The aim of the i-ReC project was to develop an automated process of gathering and checking standards that would be easily searchable using a semantic search engine. The present method of developing building standard databases relies upon the manual research and collection of standards by database operators. Developing a search engine and adding automation to this process would increase project efficiencies and reduce the risk of human error. The team’s approach was innovative to the industry, applying techniques of Natural Language Processing (NLP) alongside Machine Learning (ML) to reduce the manual effort of database maintenance.
The search engine was created by taking a database of standards, then constructing a Knowledge Graph that was based on an ontology relevant to the industry. Ontologies are a formal way to generalize large amounts of data into the groups of categories such as, individuals, classes, properties and axioms. Having a defined ontology makes the process of adding further documents easier, as the defined ontologies are a form of schema that indicate how The Knowledge Graph is to be mapped. Ontologies can also be used to automate the process of adding further documents to a constructed Knowledge Graph, as the content has been predefined through a formal structure.

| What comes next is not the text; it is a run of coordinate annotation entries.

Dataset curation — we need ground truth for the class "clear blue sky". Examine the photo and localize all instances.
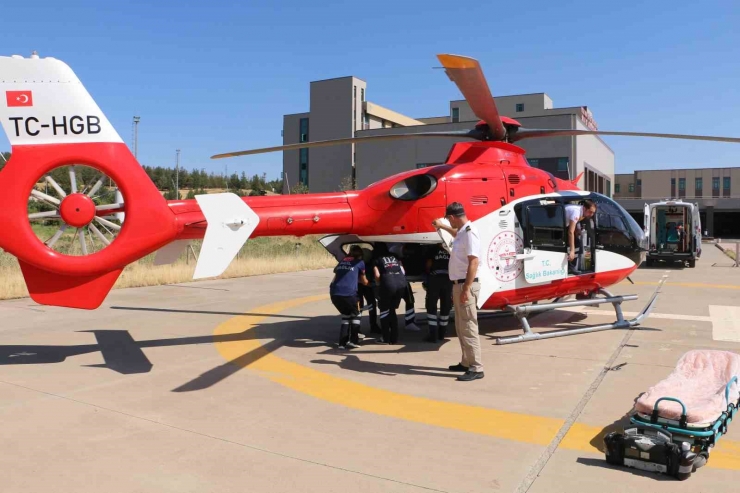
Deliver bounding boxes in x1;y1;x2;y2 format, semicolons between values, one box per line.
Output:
0;0;740;178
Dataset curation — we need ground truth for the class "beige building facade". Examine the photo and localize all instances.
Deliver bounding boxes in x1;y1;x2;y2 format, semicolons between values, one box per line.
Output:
283;76;615;196
614;167;740;237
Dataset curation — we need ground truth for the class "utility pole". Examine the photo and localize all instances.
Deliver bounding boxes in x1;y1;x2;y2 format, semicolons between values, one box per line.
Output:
133;116;141;158
175;149;180;200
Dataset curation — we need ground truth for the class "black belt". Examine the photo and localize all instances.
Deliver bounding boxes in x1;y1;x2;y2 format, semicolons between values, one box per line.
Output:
452;277;478;284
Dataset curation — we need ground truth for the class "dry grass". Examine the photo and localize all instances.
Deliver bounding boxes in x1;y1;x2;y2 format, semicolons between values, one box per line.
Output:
0;236;336;299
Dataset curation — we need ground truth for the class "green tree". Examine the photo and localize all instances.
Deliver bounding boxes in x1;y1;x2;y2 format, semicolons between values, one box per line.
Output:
290;183;310;193
339;176;356;192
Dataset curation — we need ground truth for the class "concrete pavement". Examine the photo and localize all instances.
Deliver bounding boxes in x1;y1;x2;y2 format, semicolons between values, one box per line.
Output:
0;244;740;492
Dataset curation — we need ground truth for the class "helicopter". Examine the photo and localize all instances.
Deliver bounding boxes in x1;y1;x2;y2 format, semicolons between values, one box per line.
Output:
0;53;740;343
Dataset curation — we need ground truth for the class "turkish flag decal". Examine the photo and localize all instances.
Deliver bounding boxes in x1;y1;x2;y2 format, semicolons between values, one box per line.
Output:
5;91;33;107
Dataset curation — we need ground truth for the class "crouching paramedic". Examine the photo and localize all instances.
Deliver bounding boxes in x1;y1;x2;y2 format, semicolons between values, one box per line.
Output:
425;245;452;342
373;243;407;344
329;245;368;349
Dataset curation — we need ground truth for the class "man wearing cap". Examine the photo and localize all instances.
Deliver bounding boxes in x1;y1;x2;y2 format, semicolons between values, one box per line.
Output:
432;202;483;382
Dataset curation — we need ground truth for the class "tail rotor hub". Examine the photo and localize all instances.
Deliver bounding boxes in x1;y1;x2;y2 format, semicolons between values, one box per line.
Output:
28;165;126;256
59;193;95;228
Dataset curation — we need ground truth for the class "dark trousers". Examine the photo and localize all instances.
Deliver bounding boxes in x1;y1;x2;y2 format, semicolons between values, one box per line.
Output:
331;295;360;346
425;274;452;342
568;231;581;274
402;282;416;325
358;284;379;333
379;286;407;344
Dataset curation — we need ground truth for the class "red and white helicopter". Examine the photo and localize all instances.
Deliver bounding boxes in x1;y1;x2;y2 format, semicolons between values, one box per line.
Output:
0;54;740;343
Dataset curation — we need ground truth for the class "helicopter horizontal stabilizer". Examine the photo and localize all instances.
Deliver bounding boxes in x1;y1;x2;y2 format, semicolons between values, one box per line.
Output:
193;193;259;279
154;240;190;265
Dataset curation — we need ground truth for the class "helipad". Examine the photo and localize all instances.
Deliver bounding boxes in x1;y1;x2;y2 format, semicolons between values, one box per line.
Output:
0;245;740;492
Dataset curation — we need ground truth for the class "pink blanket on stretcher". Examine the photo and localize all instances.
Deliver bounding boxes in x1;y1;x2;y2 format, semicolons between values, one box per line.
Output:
635;349;740;424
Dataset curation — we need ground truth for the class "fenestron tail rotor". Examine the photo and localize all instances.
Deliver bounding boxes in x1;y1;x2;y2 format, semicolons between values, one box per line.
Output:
437;55;506;140
28;166;125;256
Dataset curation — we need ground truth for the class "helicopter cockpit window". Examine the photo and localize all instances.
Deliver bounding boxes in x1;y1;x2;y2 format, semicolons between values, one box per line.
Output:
390;175;437;200
527;204;566;249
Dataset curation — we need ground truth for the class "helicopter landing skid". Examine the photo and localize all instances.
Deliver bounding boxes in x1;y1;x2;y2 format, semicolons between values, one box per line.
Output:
488;276;667;345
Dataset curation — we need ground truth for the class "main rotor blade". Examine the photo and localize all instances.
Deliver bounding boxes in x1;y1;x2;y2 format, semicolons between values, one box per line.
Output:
437;55;506;140
211;130;474;159
510;128;740;144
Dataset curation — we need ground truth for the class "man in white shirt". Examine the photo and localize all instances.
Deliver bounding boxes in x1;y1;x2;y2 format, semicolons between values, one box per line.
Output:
432;202;483;382
565;199;596;270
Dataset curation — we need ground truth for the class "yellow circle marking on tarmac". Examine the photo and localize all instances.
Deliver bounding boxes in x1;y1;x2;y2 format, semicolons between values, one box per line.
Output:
214;295;740;470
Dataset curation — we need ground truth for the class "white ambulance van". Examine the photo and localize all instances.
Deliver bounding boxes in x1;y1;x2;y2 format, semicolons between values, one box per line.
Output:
645;199;701;267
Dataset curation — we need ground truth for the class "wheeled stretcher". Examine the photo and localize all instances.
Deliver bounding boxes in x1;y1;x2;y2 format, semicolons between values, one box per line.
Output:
604;350;740;480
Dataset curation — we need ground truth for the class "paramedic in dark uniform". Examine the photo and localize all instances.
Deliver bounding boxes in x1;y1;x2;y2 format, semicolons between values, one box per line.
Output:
357;248;381;334
565;200;596;273
390;243;421;332
432;202;484;382
329;245;368;349
425;245;452;342
373;243;407;344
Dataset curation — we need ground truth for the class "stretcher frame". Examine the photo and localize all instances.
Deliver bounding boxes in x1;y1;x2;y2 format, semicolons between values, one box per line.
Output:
630;376;740;454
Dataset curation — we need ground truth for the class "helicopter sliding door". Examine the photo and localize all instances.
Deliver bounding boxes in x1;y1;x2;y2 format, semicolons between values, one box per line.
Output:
517;198;596;274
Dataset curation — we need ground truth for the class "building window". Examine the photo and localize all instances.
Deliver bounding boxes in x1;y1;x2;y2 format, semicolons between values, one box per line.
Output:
300;118;308;142
298;148;308;186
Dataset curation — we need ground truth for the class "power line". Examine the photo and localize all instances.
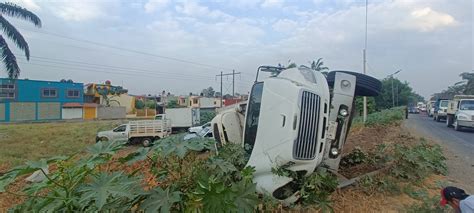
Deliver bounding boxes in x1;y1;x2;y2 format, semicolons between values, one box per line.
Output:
18;61;217;81
18;27;233;70
14;53;215;78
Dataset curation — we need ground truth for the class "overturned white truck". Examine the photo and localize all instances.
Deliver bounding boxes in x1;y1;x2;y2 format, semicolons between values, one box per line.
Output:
212;66;381;203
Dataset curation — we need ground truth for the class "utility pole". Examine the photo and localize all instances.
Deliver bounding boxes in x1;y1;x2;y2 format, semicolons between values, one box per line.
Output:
219;71;223;108
387;70;402;107
216;70;240;107
232;70;235;98
392;75;395;107
363;0;369;123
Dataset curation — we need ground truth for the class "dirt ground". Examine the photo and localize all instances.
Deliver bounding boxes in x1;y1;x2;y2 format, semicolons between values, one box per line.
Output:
0;123;455;212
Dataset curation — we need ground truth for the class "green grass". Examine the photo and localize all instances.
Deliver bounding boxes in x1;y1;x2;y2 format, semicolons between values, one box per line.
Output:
0;121;121;167
352;107;405;126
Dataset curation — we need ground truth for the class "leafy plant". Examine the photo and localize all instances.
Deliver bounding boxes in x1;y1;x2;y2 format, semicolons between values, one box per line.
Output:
341;147;368;166
140;187;182;212
391;141;447;180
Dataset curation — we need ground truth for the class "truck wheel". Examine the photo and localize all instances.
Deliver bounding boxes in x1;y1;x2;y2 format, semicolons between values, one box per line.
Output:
97;137;109;142
326;71;382;96
446;115;453;127
454;121;461;131
142;138;153;147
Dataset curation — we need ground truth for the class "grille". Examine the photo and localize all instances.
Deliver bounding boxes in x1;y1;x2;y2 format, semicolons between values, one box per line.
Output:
293;91;320;160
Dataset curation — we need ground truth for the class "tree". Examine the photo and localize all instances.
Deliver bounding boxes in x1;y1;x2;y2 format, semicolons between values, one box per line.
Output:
0;2;41;79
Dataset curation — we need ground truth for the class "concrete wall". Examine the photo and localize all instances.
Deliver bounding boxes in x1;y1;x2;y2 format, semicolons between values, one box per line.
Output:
38;102;61;120
97;106;127;119
62;108;82;119
10;102;36;121
0;78;84;103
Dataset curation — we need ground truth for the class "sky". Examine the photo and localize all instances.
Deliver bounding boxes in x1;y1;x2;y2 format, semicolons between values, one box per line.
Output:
0;0;474;97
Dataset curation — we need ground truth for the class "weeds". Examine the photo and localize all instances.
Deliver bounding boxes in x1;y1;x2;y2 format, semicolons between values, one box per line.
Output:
352;107;405;126
391;141;447;180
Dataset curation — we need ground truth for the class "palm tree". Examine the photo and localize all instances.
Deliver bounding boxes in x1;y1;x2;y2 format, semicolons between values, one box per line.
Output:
310;58;329;72
0;2;41;79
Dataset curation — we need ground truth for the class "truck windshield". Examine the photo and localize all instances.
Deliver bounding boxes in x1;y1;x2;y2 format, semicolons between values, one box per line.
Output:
439;101;448;107
198;127;210;137
244;82;263;154
459;100;474;110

The database was chosen to be structured as a Knowledge Graph, as it helps create a high level of relevancy from search results. A knowledge Graph is a way to integrate a large amount of data from an array of sources, that enhances the semantic search of search engines. The most well known knowledge graph is arguably Google’s ‘The Knowledge Graph’ – written about in 2012 on the company’s blog. This was Google’s method of moving from search results based on strings to search based on things. For example, a search for “The Shard” in Google returns results based on the London building.
With the use of a Knowledge Graph, Google understands that The Shard is a specific building. It understands that it is a building as the database is made up of a graph of nodes with relationships as connectors.
Our knowledge graph for example would be made up of source nodes which would be the standard documents, with the target nodes comprising of specific product terms ‘asphalt’ etc.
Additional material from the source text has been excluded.